Casting void pointers

Blagovest Buyukliev picture Blagovest Buyukliev · Aug 24, 2010 · Viewed 26.7k times · Source

I've seen a lot of the following in older C code:

type_t *x = (type_t *) malloc(...);

What's the point of casting the pointer returned from malloc() since it's void *? Is it because older C compilers didn't support void pointers and malloc() used to return char * instead?

Answer

schot picture schot · Aug 24, 2010

Your own explanation is the right one. Pre-ANSI C ('K&R' C) did not have a void * type with implicit conversion. char * doubled as a pseudo void * type, but you needed the explicit conversion of a type cast.

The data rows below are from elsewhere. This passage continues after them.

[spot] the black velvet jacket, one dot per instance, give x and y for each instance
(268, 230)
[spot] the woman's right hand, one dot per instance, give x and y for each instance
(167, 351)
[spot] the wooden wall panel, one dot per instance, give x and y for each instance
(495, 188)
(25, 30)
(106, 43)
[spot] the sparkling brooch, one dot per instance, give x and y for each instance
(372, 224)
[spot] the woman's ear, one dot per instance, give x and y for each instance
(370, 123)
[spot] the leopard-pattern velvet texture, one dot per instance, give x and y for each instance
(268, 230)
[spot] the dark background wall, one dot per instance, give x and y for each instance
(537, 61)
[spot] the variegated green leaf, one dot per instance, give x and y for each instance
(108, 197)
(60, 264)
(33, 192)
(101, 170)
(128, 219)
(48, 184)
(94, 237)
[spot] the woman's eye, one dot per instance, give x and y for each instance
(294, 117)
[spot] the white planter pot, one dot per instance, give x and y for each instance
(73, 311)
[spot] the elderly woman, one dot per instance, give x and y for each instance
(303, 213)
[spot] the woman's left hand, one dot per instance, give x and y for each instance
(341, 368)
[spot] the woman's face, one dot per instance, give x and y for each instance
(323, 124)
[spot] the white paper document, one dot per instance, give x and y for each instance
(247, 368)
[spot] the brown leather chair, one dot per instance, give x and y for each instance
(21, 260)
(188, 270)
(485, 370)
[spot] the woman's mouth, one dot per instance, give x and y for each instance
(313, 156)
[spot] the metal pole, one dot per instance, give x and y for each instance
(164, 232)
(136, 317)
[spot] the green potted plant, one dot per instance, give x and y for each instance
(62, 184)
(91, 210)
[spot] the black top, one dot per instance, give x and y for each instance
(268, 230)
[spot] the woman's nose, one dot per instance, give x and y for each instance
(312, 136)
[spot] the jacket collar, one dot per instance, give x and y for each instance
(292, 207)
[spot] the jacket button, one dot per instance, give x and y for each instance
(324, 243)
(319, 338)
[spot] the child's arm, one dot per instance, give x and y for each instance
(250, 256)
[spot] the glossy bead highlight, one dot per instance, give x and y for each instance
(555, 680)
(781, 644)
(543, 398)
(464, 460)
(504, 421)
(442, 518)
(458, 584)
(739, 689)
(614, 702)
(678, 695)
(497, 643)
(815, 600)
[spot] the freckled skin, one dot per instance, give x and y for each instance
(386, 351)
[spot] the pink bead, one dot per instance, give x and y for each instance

In modern C the casting is frowned upon because it can suppress compiler warnings for a missing prototype of malloc. In C++, the casting is needed (but there you should be using new instead of malloc most of the time).

Update

My comments below that try to explain why the cast is required were a bit unclear, I'll try to explain it better here. You might think that even when malloc returns char *, the cast is not needed because it is similar to:

int  *a;
char *b = a;

But in this example a cast is also needed. The second line is a constraint violation for the simple assignment operator (C99 6.5.1.6.1). Both pointer operands need to be of compatible type. When you change this to:

int  *a;
char *b = (char *) a;

the constraint violation disappears (both operands now have type char *) and the result is well-defined (for converting to a char pointer). In the 'reverse situation':

char *c;
int  *d = (int *) c;

the same argument hold for the cast, but when int * has stricter alignment requirements than char *, the result is implementation defined.

Conclusion: In the pre-ANSI days the type cast was necessary because malloc returned char * and not casting results is a constraint violation for the '=' operator.